By the grand jurors' reckoning, Arocena participated in one murder, one attempted murder and the bombings of a Soviet ship, Soviet airline ticket offices, a Cuban Mission, a Mexican consulate, an American airport, a New York concert hall and a Miami magazine.

The grand jury charged that Arocena and his band financed their terrorist exploits by working for drug dealers who paid for the terrorists' muscle and their expertise in procuring guns and silencers.

Arocena and Omega 7 plotted twice to extort money owed to a drug dealer, and twice designed murder conspiracies, the grand jury said in a 34-page indictment returned on March 13, the Super Tuesday of American politics.

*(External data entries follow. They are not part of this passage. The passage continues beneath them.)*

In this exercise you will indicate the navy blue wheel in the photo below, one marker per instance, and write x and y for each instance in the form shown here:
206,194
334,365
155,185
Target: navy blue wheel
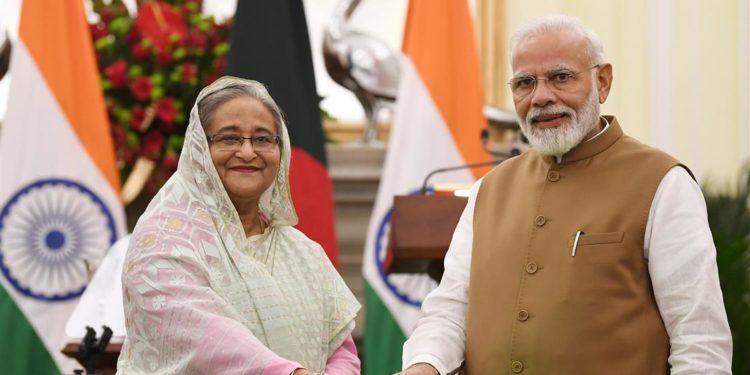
49,229
408,288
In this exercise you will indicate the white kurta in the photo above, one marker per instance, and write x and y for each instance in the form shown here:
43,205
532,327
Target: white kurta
681,262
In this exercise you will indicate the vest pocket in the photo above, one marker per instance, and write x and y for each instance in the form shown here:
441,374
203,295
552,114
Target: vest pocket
597,238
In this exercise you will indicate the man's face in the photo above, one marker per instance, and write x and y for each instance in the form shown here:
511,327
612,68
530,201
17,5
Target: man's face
555,117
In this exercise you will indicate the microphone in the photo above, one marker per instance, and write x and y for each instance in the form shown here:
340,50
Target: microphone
423,190
485,134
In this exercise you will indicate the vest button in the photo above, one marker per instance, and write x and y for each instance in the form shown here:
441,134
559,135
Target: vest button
522,315
531,268
540,220
516,367
553,176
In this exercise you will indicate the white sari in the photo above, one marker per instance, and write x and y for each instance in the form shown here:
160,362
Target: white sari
200,297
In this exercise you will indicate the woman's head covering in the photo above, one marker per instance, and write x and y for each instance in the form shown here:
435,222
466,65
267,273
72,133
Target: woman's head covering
276,201
191,274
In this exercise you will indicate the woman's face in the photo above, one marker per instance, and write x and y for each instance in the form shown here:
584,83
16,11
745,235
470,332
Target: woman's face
245,172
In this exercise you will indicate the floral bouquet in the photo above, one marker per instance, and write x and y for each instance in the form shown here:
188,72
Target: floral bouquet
153,64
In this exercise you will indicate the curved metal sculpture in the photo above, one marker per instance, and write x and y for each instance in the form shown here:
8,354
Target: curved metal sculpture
361,63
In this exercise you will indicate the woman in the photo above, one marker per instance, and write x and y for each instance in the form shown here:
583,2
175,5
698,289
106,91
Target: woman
216,280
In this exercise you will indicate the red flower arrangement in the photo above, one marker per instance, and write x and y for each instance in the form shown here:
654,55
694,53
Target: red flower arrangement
153,65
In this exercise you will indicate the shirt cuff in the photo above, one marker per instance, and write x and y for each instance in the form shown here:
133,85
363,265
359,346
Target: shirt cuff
281,366
429,359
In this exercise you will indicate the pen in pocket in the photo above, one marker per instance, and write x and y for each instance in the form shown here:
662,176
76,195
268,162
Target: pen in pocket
575,243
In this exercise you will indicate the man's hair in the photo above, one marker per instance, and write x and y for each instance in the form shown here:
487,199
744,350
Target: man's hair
256,90
559,22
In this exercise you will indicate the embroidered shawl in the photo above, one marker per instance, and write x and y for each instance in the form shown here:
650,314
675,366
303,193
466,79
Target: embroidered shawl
201,297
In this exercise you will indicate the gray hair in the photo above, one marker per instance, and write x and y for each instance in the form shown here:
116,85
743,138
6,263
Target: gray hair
558,22
256,90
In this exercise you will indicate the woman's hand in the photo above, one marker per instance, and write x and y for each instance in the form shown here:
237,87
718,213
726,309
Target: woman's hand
420,369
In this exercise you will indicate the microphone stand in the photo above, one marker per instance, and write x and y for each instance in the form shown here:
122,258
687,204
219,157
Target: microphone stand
485,134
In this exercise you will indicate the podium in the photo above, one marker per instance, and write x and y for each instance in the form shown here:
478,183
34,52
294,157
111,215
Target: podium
421,230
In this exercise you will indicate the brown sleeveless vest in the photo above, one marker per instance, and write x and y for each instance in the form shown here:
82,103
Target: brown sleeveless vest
536,309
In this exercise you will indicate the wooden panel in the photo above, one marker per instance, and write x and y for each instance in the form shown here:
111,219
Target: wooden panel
421,231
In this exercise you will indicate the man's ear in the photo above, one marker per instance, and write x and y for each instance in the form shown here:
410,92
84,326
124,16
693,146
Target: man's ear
604,81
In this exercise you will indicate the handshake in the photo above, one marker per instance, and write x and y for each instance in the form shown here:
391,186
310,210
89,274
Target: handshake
427,369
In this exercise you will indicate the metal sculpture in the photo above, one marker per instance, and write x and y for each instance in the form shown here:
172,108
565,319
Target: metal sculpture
361,63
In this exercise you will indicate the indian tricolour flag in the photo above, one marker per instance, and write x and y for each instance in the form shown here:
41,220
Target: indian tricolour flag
437,123
59,189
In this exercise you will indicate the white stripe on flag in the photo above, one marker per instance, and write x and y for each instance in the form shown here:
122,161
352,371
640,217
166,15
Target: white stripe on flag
420,142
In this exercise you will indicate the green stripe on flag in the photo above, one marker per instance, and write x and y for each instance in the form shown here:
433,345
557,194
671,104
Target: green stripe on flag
21,350
384,339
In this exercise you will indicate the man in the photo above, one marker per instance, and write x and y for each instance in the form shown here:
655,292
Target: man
590,254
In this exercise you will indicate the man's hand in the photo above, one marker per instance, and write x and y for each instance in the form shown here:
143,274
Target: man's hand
420,369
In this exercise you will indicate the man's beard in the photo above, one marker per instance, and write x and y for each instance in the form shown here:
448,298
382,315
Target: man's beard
558,140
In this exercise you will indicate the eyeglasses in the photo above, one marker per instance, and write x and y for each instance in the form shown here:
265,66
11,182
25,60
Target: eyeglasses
558,79
233,142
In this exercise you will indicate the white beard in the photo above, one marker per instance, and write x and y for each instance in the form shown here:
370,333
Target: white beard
559,140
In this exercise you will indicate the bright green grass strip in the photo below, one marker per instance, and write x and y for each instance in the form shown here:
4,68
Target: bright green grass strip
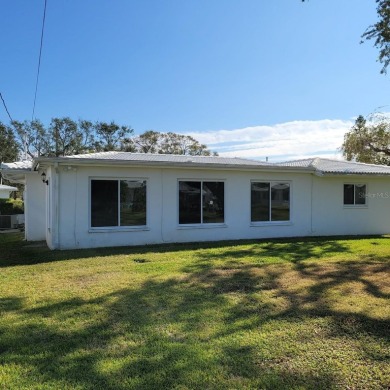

To Arocena and the supporters who have raised thousands of dollars for his defense fund, the Manhattan indictment and two more like it in Miami are the Justice Department's brand of politics as usual - not super by any stretch of the imagination.

Miami defense lawyer Humberto Aguilar - Arocena's fourth in three months - suggested that the prosecution is the harsh fall-out of a clash in philosophies.

Arocena, now jailed in Otisville, NY, "is not the individual as they picture him," Aguilar said. "He's not a mad terrorist. He's a patriot, a man that loves patriotism. He has one struggle in his life and that is fighting communism."

Counting, the Miami indictments, Arocena is facing 66 charges, a virtual case book full of felonies, from obstruction of justice to racketeering and murder. If convicted and sentenced to the maximum, he would find himself behind bars for many lifetimes.

An incontrovertible fact: If Arocena is convicted of murder in the shooting death of Cuban mission employe Felix Garcia, he will be sent to prison for life. The charge permits the judge too discretion.

Viewing what he calls "the biggest indictment I have ever seen," Aguilar has his work cut out for him. The New York trial is expected to last two months if the case reaches court. Aguilar says now that it will.

"The way it locks right now, it doesn't look like we're going to plead," Aguilar said last week. Yet at another point, he volunteered: "We may just sacrifice him" to avoid the damage that publicity could wreak on the anti-Castro movement here and in Cuba.

No admissions

So far, Arocena has admitted nothing. On Sept. 2, 1982, he did some talking to the New York grand jury. Assistant U.S. Attorney Michael Tabak asked the questions

Q: And what do you understand Omega 7 to be?

A: According to the newspapers, it is a secret organization of Cubans who are fighting communism and fighting for the liberation of Cuba.

Q: Do you have any knowledge of Omega 7 besides what you have read in the newspapers?

A: No.

Q: Have you ever participated in an act for which Omega 7 has claimed credit?

A: No.

Q: Mr. Arocena, I remind you that you are testifying under penalty of perjury.

A: I am conscious of that all the time, and that is why I am trying to be very exact in my answers. I want to cooperate as much as I can.

For his answers, the grand jury indicted Arocena for perjury.